22 thoughts on “when you’re in the desert.

  1. I’ve been in that desert too, Cara. Your post reminds me of one of my favorite little blurbs:

    Lord I crawled across the barrenness to you with my empty cup uncertain in asking any small drop of refreshment. If only I had known you better I’d have come running with a bucket. (Nancy Spiegelberg)

    I try to remember to carry a bucket with me. 😉

    Cheers,
    Tim

    1. Yes – here’s to leaving the desert, Callie! Isn’t it interesting – at least for me – that I wasn’t able to put words to it until the other side.

  2. You just put words to where I’m at, and have been for a few months. Thank you for the reassurance that it’s ok, that it will pass and that a new reality will come forth in its time.

  3. Have to admit, I stared inordinately long at the submit-order button on my business card purchase the other night. All the feelings of incompetence and my classic Type 5 fear of looking foolish almost had me X-ing out. I was literally yelling to my husband in the other room, “You think I should do this? You don’t think it’s pretentious or stupid? Should I do this?!” To which he exasperatedly responded with a resounding “YES!” (Which I rightly interpreted as: get on with it already Crazy). This desert certainly has its share of tricks and mirages.

    1. CHEERS to business cards, and to the desert full of tricks and mirages – love that line, Aleah! ps: I forget …are you going to FFW? My friend Micha was like, you are going to make SO many connections there, so you have to have business cards. And really, it’s probably time for both of us, regardless of festival. 🙂

      Cara Meredith

      be, mama. be. carameredith.com

      1. Yes, I’ll be there and that’s what pushed me to finally just order-the-damn-cards-already too! 😉 Would love to connect while we’re there. Thanks for being vulnerable in this post so I could enjoy the release of a “me too!” moment, friend!

        1. Absolutely. We’re hosting a party one of the nights …and I think the Red Buds are as well. Anyways, for sure, let’s connect! I’ll email you my # right now. xo.

          Cara Meredith

          be, mama. be. carameredith.com

  4. I feel this, too! Getting burned in the desert, thirsty for Him like never before. Congrats on taking the next big step!

    1. Thanks for your encouragement, Shannon – it’s hard getting burned in the desert, as you said. Here’s to sunblock for the next time we find ourselves there???

  5. My desert was called Surrender and I’m finally moving from there to my promised land of Hope. It was difficult to write while I was in the desert, but I’m finding now the words just keep coming. Funny, the desert didn’t change my identity, it only made me more comfortable being who I’ve been created to be. Sometimes I’m afraid of the calling…

    I shared your words on Twitter and Facebook. 🙂

    1. Thanks Jennifer – for your thoughts, for sharing, for it all! I too wouldn’t say that the desert changed my identity …but it certainly clarified it. And what a good thing that is. 🙂 Glad to connect!
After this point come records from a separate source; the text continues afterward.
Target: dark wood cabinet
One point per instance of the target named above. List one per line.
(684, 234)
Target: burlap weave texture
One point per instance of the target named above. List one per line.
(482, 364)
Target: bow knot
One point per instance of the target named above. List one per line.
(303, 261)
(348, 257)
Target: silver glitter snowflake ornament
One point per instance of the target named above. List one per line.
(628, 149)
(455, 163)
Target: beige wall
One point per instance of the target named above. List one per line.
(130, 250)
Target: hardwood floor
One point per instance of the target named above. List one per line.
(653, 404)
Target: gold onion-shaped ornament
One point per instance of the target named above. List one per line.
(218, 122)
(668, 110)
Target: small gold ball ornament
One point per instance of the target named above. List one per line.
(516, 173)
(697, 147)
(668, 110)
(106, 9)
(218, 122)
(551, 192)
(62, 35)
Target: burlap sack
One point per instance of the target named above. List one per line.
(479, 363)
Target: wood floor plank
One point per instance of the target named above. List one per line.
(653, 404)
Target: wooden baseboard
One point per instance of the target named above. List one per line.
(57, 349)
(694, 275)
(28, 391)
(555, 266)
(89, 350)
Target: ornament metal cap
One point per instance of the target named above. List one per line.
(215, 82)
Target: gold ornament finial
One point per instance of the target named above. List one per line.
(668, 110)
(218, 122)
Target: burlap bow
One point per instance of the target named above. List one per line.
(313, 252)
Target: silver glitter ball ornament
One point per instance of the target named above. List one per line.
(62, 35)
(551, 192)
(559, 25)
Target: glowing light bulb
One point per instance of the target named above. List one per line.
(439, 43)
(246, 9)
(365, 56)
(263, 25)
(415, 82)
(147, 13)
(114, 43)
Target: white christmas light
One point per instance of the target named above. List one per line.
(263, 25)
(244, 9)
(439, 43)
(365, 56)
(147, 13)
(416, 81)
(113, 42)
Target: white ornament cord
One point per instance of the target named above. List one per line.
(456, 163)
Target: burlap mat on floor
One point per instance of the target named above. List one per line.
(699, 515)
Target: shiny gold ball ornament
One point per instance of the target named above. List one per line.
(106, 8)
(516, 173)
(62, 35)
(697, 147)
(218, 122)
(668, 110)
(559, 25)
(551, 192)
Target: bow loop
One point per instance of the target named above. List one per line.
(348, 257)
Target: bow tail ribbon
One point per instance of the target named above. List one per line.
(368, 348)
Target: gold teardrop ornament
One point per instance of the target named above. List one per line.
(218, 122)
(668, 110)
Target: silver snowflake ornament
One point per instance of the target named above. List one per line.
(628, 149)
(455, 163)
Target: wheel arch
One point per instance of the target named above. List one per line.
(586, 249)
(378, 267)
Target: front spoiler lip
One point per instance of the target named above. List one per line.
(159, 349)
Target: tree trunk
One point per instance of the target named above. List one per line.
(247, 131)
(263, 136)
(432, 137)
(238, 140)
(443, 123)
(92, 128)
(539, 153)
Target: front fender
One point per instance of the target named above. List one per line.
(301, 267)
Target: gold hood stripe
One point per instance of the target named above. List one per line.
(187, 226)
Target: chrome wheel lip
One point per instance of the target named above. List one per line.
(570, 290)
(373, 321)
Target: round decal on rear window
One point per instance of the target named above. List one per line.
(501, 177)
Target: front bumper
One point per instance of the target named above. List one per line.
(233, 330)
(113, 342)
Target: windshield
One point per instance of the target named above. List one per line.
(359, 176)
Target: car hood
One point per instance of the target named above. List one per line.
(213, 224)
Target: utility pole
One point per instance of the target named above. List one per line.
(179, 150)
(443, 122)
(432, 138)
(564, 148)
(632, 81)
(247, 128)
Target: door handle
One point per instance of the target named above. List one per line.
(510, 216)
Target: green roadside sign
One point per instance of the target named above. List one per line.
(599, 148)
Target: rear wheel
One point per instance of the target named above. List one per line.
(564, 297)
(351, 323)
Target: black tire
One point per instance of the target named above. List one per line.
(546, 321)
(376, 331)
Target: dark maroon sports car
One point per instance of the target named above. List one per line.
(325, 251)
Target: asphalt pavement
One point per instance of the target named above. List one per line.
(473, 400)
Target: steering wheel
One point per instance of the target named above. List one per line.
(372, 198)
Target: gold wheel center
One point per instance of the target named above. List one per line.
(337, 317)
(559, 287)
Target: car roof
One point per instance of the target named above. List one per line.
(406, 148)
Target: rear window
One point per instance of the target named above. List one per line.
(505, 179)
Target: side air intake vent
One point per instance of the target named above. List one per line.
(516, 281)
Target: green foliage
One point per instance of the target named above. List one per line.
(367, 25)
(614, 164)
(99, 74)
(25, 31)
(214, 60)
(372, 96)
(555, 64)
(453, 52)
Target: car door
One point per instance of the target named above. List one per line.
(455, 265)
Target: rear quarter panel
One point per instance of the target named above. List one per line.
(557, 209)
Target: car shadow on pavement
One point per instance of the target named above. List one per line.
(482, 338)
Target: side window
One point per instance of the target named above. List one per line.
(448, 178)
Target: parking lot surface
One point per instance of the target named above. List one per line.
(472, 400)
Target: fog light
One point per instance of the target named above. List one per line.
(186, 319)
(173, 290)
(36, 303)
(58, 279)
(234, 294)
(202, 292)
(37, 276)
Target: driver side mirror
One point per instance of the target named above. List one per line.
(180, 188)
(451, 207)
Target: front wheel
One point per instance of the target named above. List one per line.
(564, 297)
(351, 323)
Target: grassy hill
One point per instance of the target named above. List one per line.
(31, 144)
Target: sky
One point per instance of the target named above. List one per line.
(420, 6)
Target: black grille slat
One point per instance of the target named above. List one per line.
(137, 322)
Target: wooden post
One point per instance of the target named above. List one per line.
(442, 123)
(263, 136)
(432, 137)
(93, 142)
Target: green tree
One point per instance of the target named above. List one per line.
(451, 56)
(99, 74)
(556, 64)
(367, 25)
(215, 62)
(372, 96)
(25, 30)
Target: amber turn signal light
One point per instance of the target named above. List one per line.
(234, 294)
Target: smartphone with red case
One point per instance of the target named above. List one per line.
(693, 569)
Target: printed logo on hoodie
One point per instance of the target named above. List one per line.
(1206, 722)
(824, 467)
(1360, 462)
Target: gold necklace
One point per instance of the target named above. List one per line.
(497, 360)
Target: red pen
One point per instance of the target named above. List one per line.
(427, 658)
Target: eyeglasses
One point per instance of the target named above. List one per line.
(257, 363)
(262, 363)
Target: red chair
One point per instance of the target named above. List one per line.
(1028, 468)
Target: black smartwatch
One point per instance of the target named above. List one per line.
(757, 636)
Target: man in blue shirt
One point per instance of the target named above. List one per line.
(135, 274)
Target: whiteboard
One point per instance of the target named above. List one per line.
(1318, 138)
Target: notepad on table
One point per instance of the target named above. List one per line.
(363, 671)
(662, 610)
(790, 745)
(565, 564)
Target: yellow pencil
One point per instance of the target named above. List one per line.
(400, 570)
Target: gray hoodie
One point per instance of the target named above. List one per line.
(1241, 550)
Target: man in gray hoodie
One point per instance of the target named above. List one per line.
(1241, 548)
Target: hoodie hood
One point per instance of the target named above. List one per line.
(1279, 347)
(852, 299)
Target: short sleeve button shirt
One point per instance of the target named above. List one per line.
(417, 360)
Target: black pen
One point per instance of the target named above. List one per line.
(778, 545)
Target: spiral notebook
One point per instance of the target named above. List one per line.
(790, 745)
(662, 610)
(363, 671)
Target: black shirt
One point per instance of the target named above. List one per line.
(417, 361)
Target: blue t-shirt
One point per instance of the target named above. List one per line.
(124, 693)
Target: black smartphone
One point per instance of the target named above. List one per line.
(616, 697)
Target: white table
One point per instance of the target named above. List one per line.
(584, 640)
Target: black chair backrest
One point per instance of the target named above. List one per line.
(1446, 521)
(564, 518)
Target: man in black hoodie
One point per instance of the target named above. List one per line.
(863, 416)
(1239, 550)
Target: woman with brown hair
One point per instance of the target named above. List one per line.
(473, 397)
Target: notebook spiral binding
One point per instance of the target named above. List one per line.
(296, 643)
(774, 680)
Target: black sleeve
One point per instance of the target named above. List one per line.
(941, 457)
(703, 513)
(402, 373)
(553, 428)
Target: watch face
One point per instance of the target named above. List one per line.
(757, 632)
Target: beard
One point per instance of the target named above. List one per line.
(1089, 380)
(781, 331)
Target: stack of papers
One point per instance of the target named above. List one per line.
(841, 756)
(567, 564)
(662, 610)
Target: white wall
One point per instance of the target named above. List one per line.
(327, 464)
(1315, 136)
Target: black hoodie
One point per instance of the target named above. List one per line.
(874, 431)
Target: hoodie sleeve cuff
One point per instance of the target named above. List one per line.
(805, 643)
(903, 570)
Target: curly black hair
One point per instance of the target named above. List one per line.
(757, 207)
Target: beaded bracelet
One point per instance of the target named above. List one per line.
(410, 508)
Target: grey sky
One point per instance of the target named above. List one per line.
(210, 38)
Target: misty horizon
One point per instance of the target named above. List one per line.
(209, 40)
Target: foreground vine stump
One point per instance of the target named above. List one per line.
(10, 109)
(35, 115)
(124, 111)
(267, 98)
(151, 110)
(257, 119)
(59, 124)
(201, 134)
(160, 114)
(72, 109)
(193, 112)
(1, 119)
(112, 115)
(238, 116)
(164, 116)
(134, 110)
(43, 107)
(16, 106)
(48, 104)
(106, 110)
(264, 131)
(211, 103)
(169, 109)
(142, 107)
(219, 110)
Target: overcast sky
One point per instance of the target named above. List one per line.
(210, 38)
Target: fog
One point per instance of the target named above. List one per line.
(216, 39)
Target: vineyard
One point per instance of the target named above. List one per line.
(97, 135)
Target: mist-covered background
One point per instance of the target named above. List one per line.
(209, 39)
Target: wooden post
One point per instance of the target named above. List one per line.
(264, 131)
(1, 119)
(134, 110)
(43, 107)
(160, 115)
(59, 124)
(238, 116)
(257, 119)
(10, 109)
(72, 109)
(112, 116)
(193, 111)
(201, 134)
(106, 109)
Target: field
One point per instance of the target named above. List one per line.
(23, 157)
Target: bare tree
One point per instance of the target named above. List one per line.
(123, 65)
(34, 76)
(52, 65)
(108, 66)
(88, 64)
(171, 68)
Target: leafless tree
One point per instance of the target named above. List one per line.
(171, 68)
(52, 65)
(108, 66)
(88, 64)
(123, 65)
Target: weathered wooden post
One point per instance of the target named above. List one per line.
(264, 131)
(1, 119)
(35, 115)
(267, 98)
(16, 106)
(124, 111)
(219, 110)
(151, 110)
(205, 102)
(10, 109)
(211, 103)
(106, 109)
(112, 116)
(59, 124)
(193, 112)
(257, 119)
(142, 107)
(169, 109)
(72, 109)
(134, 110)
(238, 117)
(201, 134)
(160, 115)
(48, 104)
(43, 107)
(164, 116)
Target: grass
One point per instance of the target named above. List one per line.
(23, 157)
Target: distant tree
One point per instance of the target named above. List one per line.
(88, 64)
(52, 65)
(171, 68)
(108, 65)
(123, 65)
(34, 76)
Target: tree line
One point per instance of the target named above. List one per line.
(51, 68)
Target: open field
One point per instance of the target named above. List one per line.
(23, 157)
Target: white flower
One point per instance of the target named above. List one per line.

  6. Cara, This is so good. I can relate on so many levels if I began to write, it would be a book… bc that is what it would be. My whole adult life has been one transition after another, most of them chosen transitions, but always including unexpected challenges and growth. I agree with you last comment reply, the desert doesn’t change your identity {when it is founded in Christ}, but those desert do help to mold us. And if we let them, God can use them to refine us. Thank you again for sharing you heart. {visiting from West Coast CB FB group!}

    1. Oh, thanks Angie – I’m so glad we’ve been able to connect on this! This too is in the ruminating stages of a book, with thoughts of change and transition at the center (and how that ultimately coincides with the desert). Anyway, in this together!